Recent Developments:

The Company is advancing IKT-001 into a global pivotal Phase 3 study in PAH:
The Phase 3 study, named IMPROVE-PAH (IKT-001 for Measuring Pulmonary Vascular Resistance and Outcome Variables in a Phase 3 Evaluation of PAH; NCT07365332), has been initiated with regulatory approval and the recent activation of our first clinical sites in the United States.
Following receipt from the United States Food and Drug Administration (the "FDA") of the Written Response from the Company’s Type C meeting interaction with the agency, the Company is initiating a two-part adaptive Phase 3 study.
Part A of IMPROVE-PAH is a double blind, placebo-controlled study in approximately 140 patients with a primary endpoint of Pulmonary Vascular Resistance ("PVR") at Week 24.
Part B of IMPROVE-PAH, which shall immediately commence enrollment following enrollment of the last patient in Part A, adopts an identical format to Part A, except the primary endpoint will be 6-minute walk distance ("6MWD") at Week 24 in approximately 346 patients.
The Company believes this adaptive Phase 3 study design has important advantages including: (1) permitting a 12-week dose-titration phase designed to get patients to the highest tolerable dose of IKT-001; (2) uninterrupted enrollment between Part A and Part B; and (3) the ability to, if necessary, undertake a sample size re-estimation for Part B based on Part A findings.

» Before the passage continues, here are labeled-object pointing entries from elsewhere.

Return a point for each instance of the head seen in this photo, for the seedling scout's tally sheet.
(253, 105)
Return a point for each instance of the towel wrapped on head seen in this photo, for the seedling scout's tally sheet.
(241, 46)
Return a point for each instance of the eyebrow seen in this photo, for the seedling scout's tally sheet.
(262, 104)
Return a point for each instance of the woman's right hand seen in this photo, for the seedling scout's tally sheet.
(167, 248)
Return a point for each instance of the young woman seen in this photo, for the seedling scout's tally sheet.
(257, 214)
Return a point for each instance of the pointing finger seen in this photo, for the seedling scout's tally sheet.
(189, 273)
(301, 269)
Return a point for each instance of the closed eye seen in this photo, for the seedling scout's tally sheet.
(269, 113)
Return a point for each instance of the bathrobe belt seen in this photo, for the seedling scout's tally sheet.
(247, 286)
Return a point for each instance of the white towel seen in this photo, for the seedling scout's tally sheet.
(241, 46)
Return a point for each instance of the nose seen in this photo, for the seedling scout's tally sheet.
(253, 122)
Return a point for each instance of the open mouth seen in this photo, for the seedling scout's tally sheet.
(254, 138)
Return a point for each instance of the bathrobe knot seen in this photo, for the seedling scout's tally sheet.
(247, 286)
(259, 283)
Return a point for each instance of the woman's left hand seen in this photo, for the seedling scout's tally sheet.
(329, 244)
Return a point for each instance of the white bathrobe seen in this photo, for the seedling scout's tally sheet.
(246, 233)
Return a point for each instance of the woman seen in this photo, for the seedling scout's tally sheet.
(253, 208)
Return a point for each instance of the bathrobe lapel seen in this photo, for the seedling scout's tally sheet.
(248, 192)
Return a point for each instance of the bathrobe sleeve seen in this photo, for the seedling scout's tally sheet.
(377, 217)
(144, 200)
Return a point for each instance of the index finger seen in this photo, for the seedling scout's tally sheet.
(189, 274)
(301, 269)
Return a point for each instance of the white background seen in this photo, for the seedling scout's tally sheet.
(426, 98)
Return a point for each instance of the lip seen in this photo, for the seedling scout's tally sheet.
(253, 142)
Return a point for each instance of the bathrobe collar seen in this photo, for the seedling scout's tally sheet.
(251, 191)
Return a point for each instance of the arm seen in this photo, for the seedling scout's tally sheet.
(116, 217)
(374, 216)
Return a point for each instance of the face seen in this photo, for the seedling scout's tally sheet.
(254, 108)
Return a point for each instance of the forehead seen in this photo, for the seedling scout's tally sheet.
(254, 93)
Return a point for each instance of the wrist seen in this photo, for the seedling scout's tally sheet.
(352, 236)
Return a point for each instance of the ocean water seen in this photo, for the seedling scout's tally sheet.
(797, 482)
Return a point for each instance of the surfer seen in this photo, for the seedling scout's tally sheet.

IMPROVE-PAH is expected to be conducted in up to approximately 180 sites around the world.
The Company is progressing regulatory approvals with submissions in over 20 countries together with receiving confirmation of acceptance under "Facilitating and Accelerating Strategic Trials in the European Union", called FAST-EU, which is a pilot initiative that commenced on January 30, 2026 to accelerate the approval of multinational clinical trials. FAST-EU offers a potential maximum 10-week (70-day) timeline for authorization, integrating Ethics Committee opinions and improving efficiency within the European Union Clinical Trials Information System.
Inhibikase successfully completed various required pre-clinical studies that are necessary to support an application to the FDA for Orphan Drug Designation for delivery of IKT-001 for PAH. Various information from these studies is expected to be presented at the American Thoracic Society International Conference to be held in Orlando, Florida on May 17th and 20th, 2026.
In November 2025, the Company completed a $115 million underwritten public offering of its common stock and pre-funded warrants.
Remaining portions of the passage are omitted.